While I was reading about Yechezkel, I came upon this recent Muqata blog:
It seems the tomb of Yechezkel, which is in modern day Iraq, has been turned into a mosque. The words describing Yechezkel and identifying his burial place were all plastered over.
What would happen if Israel would cover over the writings on the Al Aqsa Mosque or the Church of the Nativity? The world would go nuclear, G-d forbid. But Yechezkel's tomb is desecrated and his presence erased from his burial place, and not a peep. The fate of Yechezkel's tomb in Iraq is upsetting indeed.
But it seems to be a trend of erasing Jewish life everywhere. The Yechezkel event follows the decision by the Iranian government no longer to consider the Tomb of Mordechai and Esther in Hamadan as a protected site.

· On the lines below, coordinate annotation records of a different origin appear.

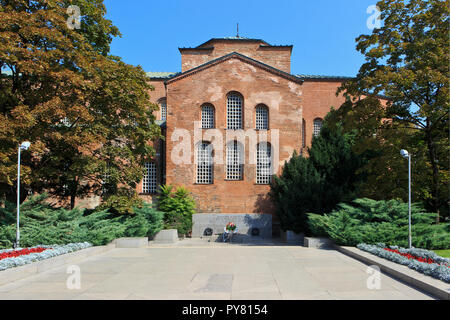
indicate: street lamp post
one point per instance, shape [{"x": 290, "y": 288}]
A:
[
  {"x": 23, "y": 146},
  {"x": 406, "y": 154}
]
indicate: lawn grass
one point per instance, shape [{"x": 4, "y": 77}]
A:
[{"x": 443, "y": 253}]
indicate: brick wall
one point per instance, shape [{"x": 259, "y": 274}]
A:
[{"x": 185, "y": 97}]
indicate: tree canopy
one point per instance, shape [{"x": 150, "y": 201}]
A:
[{"x": 407, "y": 62}]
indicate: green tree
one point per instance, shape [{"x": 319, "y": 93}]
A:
[
  {"x": 86, "y": 112},
  {"x": 295, "y": 192},
  {"x": 178, "y": 207},
  {"x": 407, "y": 61},
  {"x": 369, "y": 221}
]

Here's more on Mordechai and Esther's burial place: http://www.israelnationalnews.com/News/news.aspx/141629, http://gokoogle.com/newsdetail.php?id=145
I guess countries around the world saw that Israel allowed the destruction of the Tomb of Joseph (which was recently renovated), and they took license from that act. But then again, foreign nations have been erasing Jewish presence, Jewish accomplishments and Jewish history from the time that Abraham dug his first wells through the Pharoah who forgot Joseph, all the way through the present.
Shouldn't there be some international organization that watches over holy sites around the world?
Question: Are Jewish burial places outside of the Land of Israel at risk? Certainly, they are in Arab countries, you might say.
But I remember reading a newspaper article that a famous rabbi's grave was going to be covered over in Eastern Europe to build a mall. The name of the rabbi slips my mind right now, but if you, dear reader, remember, please add his name in the Comment box.
Except for varied periods, the lives of the Jewish people were difficult in the Exile. It seems that their deaths are difficult too.